While the capability of technology may be increasing, it is still important that HR understands what it does and how best to leverage these tools. “For hiring the best candidate, HR teams should work backwards and be clear on the specific skillset for the role they’re hiring for,” advises Olive Turon, head of people at TestGorilla. “Then, identify current processes that fall short, and the pitfalls that contributed to previous mis-hires.”
Turon says recruiters should focus on whether the tool they’re considering goes beyond traditional hiring methods and adds real value. If the solution simply automates CV screening for example, it’s not enough as CVs alone don’t provide the full picture of a candidate. While the process may seem quick and pain free, it will still miss success criteria.
Teams should look for the tools that assess broader human traits, such as cognitive abilities, behaviours, and personality to give a more holistic view of candidates. A better alternative is multi-measure assessment tools, covering cognitive skills, behaviours, and personality traits, giving a fuller, more truthful picture of a candidate. — Olive Turon, head of people, TestGorilla
Turon reports that behavioural assessment is quickly becoming the cornerstone of modern recruitment. “Behaviour assessments enable employers to evaluate how people approach work,” she explains, “not just what they’ve done. Tools like situational judgement tests and validated psychometric assessments bring structure to evaluating human skills, turning instinctive hiring into evidence-led decisions. That shift is critical, especially when nearly 40% of current skills are expected to be obsolete by 2030.”

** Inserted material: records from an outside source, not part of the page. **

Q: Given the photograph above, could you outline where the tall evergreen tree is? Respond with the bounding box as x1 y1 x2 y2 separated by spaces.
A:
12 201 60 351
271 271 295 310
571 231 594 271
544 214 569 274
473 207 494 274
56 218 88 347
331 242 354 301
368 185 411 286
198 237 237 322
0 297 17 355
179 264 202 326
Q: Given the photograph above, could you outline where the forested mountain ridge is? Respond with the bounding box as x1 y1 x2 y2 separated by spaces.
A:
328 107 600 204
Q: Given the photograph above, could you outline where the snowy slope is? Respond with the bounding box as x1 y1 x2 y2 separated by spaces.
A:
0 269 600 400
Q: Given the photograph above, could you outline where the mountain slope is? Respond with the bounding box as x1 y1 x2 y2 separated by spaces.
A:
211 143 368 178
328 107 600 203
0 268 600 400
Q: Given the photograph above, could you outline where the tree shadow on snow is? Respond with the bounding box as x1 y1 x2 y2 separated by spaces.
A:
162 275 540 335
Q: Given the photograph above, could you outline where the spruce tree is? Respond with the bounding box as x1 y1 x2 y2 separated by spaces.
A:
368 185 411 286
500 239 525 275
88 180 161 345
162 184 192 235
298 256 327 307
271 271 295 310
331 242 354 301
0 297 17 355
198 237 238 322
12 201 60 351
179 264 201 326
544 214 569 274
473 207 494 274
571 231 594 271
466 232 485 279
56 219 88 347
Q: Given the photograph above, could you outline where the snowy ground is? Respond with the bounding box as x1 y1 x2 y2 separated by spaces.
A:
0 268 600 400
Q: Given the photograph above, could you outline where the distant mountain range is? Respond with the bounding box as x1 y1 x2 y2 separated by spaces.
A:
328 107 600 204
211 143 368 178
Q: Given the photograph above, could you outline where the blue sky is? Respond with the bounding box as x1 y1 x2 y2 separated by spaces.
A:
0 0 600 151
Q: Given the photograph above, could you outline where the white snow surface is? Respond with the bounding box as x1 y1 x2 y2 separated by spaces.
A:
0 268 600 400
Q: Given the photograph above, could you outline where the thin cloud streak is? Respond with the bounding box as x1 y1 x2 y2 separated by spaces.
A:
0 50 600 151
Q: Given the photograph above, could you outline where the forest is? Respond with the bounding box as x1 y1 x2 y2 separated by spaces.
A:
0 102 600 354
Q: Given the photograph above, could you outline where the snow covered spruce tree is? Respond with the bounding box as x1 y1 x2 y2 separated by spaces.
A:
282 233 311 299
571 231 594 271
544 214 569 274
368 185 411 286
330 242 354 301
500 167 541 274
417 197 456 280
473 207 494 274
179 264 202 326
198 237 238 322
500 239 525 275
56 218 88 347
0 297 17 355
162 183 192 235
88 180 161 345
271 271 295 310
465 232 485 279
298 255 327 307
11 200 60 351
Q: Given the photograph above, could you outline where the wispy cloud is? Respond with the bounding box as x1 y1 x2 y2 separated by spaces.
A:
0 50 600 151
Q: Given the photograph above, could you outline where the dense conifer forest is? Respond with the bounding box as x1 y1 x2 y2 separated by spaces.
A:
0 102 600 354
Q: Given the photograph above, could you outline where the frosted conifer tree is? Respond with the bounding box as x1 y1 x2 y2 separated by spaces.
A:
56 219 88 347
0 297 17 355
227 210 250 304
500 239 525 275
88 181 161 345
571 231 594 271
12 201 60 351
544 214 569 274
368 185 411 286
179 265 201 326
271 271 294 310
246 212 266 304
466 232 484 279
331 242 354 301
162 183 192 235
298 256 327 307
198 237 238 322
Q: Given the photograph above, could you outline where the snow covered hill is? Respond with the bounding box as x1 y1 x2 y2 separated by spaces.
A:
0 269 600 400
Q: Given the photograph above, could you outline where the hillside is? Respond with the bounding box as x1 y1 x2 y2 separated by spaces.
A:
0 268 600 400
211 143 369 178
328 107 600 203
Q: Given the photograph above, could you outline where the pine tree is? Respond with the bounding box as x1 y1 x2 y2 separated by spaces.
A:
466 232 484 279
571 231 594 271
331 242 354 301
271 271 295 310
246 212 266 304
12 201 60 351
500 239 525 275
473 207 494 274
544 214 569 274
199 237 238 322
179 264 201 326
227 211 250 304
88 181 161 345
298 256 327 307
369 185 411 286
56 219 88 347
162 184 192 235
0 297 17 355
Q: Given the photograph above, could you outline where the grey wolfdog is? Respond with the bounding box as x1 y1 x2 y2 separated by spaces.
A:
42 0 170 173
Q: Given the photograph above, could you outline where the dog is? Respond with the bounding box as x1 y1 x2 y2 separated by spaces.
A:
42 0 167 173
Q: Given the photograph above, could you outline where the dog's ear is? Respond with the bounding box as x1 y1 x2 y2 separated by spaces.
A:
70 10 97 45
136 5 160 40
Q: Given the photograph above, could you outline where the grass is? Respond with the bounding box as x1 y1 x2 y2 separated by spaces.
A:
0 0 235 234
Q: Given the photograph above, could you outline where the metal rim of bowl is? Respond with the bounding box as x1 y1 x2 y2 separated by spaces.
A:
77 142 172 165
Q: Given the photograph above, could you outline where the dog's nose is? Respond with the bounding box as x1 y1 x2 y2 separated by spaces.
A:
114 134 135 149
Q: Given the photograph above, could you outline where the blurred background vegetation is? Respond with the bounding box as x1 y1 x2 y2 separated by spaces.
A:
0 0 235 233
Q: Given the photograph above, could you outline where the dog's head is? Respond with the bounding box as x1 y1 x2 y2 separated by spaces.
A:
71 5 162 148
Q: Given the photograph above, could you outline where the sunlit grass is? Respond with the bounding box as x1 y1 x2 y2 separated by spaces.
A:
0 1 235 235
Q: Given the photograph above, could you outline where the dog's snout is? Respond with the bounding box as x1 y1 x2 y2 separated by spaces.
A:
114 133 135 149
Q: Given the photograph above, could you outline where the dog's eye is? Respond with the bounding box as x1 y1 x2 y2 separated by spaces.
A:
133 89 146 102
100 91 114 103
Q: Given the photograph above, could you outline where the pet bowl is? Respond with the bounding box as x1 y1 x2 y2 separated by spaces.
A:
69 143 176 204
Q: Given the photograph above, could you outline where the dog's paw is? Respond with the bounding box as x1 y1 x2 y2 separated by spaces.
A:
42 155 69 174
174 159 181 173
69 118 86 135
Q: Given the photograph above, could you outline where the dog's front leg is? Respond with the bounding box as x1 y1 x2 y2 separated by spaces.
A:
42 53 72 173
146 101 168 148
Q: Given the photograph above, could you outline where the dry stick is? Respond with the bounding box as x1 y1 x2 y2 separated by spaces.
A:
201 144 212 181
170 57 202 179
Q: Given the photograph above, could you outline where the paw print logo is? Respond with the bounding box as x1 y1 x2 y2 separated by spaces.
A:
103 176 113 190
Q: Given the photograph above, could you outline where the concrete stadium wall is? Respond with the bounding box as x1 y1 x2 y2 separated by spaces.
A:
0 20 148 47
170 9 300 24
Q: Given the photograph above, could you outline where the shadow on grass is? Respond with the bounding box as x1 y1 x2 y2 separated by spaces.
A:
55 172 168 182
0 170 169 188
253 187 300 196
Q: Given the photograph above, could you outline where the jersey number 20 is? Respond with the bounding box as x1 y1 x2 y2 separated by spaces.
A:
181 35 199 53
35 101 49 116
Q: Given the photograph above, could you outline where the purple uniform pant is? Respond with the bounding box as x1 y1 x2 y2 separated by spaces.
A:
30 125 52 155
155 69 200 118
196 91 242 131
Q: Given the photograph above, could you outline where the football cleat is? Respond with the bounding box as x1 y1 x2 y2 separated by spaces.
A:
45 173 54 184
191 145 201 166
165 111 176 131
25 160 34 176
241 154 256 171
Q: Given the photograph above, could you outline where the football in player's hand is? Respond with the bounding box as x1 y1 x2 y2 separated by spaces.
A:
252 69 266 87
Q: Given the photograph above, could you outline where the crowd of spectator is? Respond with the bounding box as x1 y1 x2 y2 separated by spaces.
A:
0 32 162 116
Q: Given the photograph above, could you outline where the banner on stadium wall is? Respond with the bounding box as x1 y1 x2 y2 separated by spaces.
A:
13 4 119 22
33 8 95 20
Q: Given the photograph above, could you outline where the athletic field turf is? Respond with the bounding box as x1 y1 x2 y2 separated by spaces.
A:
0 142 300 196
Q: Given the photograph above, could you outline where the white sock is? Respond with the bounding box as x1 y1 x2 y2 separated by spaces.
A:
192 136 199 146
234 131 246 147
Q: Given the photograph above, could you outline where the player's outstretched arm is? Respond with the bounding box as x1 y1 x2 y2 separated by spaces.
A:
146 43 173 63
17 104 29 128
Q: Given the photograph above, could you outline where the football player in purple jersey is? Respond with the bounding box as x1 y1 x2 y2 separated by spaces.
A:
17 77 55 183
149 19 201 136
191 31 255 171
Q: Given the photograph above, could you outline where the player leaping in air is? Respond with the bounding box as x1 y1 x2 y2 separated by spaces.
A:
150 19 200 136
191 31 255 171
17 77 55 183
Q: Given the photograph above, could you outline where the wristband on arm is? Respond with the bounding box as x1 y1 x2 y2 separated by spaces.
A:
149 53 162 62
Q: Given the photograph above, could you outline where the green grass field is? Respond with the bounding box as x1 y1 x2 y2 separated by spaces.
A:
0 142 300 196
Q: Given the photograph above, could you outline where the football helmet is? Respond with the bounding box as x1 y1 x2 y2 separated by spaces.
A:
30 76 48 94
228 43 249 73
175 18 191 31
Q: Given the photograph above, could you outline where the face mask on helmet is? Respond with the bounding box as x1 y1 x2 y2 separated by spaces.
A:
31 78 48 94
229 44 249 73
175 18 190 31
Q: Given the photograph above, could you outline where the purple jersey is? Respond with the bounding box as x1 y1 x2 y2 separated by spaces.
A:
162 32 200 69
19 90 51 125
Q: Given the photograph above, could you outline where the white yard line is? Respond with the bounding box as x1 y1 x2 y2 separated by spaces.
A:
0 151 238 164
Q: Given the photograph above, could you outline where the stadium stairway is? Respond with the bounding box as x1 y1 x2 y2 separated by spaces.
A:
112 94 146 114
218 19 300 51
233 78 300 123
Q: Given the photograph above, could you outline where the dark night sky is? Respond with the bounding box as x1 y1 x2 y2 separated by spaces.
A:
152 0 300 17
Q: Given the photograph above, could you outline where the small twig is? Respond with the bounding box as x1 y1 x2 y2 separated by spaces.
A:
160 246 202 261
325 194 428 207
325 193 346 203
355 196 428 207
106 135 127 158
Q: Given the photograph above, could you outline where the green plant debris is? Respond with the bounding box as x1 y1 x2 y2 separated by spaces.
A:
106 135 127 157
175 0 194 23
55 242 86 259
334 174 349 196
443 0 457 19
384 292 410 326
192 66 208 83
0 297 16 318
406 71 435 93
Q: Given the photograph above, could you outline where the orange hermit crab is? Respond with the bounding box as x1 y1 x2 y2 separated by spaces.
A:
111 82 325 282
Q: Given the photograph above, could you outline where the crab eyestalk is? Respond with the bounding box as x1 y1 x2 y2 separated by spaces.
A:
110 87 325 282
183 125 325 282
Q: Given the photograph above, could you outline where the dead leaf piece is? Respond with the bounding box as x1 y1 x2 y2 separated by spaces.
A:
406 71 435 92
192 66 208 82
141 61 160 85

According to Suzie Berry, group director of talent at data visualisation business Flourish, the future is here and it’s about using intuition and smart, scalable tools together to make faster, fairer, and more effective hiring decisions.
“Technology can support recruiters by helping identify the best-fit candidates through data-driven insights, but it’s vital that we don’t remove the human element of recruitment,” says Berry. “When working to find talent for an organisation, it’s not a binary number into a binary role, a whole variety of elements need to be considered, and teams should use emotional intelligence to align clients and candidates effectively.
A study from HireVue finds that 72% of TA leaders leverage skills assessments to evaluate candidate qualifications.
For Adrian Langton, chief people officer at consultancy BML, the key is to use technology at the start of a recruitment process, rather than for the entire exercise. “Technology tends to have a role at the very top of the applicant funnel, where the most potential people for a role are found,” he says. “Improvements in technology, including AI, are welcome, because the old filters based on keywords were at best, blunt tools that ruled out a lot of very promising candidates and turned the applications, that passed through those filters, into carbon copies of each other.”
Langton is adamant that the ability to understand how an applicant would fit into an existing team and how they can contribute to the vision of the business remains a human trait. Casting this process aside in the name of technology fails to recognise its worth. “The insight borne of experience is vital, especially when recruiting senior figures,” he says. “Calling it just ‘gut feeling’ risks minimising what is actually one of the most insightful tools a recruiter or business leader might have.”